And like the candle, so did Helen's time in the home of her birth expire.

Before long she was destitute and thrust out onto the open streets of little Hateno, where her face grew dirty with homelessness and her body thin with hunger so that even when her age of marrying came to pass no man looked upon her and thought, 'this is a woman that would make a goodly wife, I must bring her into my home and care for her.' And so, in her desperation she turned to darker corners, where the work was unclean and immoral, where men drank till their heads swirled and their judgments were as loose as the drawstrings on their purses, their senses of propriety and purity even less so. These things that I saw disturb me even now, but they all played a part in the coming of this Legend.

Now, it was on a blustery autumn day of that year that a large frigate made port on the shore of Hateno, and onboard there was a Knight of Hyrule by the name of Sir Peter Hamish, who was remarked as an accomplished and highly regarded member of the King's council, King Rhoam Bosphoramus Hyrule at the time; a name I believe that has been long forgotten till now. Sir Hamish was a man of average stature, though he bore the air and countenance of someone much more intimidating. He was handsome in many ways though perhaps a little short of beautiful, but his shoulders were broad and his stance strong so that he commanded a presence in any room he stood in. Upon his brow there was single white scar that ran up to the hairline of his long chestnut tresses but no other distinguishable markings. If the rumors were to be believed, that was the only scar Sir Hamish ever received, as he was regarded as one of the finest swordsmen and commanders that had ever graced Hyrule since the last Hero of Legend. How he received that scar, I cannot say with certainty, for the stories were as numerous as grains in a sack.

Nonetheless, Sir Hamish was received well by the townsfolk of Hateno, they revered him as a war hero when battle came to their land from over the seas from Labrynna, though that war had been won and done with by nearly a quarter year by that time. Needless to say, Sir Hamish and his entourage of mighty men were overjoyed to be in their homeland after spending so many months away in strange lands, pushing their attackers back to where they came, conquering and pillaging. That called for celebration, and where there are celebrations there is bound to be heavy drinks. Now it so happened that Sir Hamish and his men were given rooms in the local inn to stay and rest from their long voyage before they returned to their loved ones at home, and there they continued to celebrate the end of the war with Labrynna and took to drinking till they stumbled on their own feet and giggled like children at play.

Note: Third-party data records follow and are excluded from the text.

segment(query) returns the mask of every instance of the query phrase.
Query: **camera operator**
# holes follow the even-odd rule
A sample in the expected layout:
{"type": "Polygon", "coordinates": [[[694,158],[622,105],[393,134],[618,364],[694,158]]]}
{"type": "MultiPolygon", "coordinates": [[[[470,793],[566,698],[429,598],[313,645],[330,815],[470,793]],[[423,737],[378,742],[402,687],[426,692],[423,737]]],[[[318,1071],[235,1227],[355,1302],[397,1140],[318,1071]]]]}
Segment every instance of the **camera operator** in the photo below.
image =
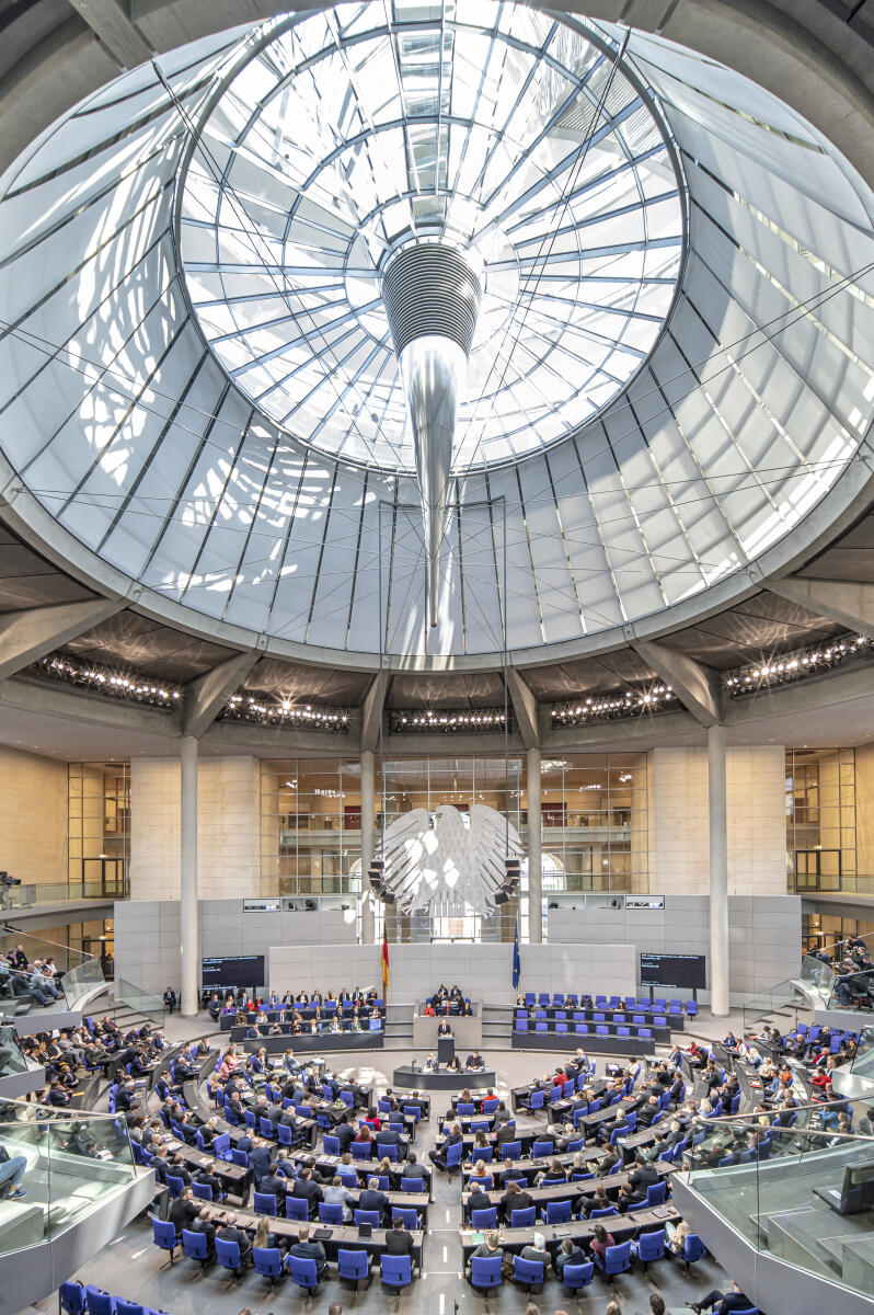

Fate had a heavy hand that day.

That was when Sir Hamish caught glimpse of the frail but still beautiful Helen of Hateno, and his heart surged with lust. With payment he took her to please himself in the night before he returned to his wife and children who awaited him. This in the eyes of the Law was an abomination, and when he awoke in the morning to behold what he had done in his drunkenness he was greatly ashamed and angry. He cast Helen away and in a furious stampede, he ordered his men to march home, hoping in his heart of hearts to never see that little shoreside village of Hateno ever again.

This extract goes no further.